Nach 15 Jahren in der Regionalliga, von Anhängern oft abwertend als „Schweineliga“ bezeichnet, lechzt eine ganze Stadt nach dem Aufstieg in die 3. Liga. Duelle gegen den Rivalen MSV Duisburg, den VfL Osnabrück oder Waldhof Mannheim würden nächste Saison als Belohnung warten – und nicht mehr die Fahrt nach Lippstadt oder Straelen. Für einen Traditionsverein, dessen Fans sich vom Potenzial her gern mindestens als Zweitligist sehen, der Traum schlafloser Nächte.

Wie groß der Hype rund um Rot-Weiss Essen in diesen Tagen ist, lässt sich am besten mit einem Blick auf die üblichen Verkaufsportale für Eintrittskarten überprüfen. Horrende Preise werden von denjenigen verlangt, die beim möglichen Aufstiegsspiel dabei sein wollen und sich nicht rechtzeitig um Tickets bemüht haben.

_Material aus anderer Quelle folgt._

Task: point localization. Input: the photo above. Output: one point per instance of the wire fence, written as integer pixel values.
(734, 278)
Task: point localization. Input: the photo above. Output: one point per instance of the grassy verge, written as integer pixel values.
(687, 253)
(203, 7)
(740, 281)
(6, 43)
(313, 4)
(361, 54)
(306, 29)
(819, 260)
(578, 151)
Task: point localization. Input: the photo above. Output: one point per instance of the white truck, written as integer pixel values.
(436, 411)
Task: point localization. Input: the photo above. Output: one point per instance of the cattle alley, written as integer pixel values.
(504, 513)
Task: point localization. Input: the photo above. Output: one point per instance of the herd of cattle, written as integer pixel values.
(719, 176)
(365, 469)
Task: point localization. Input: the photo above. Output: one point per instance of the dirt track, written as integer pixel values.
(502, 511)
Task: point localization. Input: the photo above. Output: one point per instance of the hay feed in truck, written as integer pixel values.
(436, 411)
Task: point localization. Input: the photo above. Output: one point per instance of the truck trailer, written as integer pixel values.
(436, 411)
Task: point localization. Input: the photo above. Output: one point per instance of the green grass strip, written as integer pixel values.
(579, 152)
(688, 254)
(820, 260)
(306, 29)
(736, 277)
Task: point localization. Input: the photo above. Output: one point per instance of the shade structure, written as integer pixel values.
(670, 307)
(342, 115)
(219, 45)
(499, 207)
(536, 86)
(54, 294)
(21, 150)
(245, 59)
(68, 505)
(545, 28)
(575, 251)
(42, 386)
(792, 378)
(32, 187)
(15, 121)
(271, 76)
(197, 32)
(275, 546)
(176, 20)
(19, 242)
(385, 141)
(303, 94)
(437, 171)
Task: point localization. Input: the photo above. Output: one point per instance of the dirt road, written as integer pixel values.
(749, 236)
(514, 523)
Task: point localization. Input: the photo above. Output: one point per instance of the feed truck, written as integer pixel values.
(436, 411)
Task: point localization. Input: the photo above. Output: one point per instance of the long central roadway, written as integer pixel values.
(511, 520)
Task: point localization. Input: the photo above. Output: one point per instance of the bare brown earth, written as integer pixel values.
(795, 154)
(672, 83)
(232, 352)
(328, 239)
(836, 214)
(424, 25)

16.500 RWE-Fans dürfen am Samstag dabei sein, wenn das wichtigste Spiel der jüngeren Vereinsgeschichte angepfiffen wird. Beim Schlusspfiff könnte es dann die emotionalen Bilder von zig Fans auf dem Feld geben. Nur eine Bitte hat Uhlig dann doch: der Rasen darf nicht als Trophäe mit nach Hause genommen werden, sollte es wirklich mit dem Aufstieg klappen. Der Grund ist einfach: am Sonntag spielt der Frauen-Fußball-Klub SGS Essen im Stadion. „Dann muss der Rasen noch bespielbar sein“, fleht RWE-Präsident Marcus Uhlig. Wenn das mal Essens einziges Problem wird.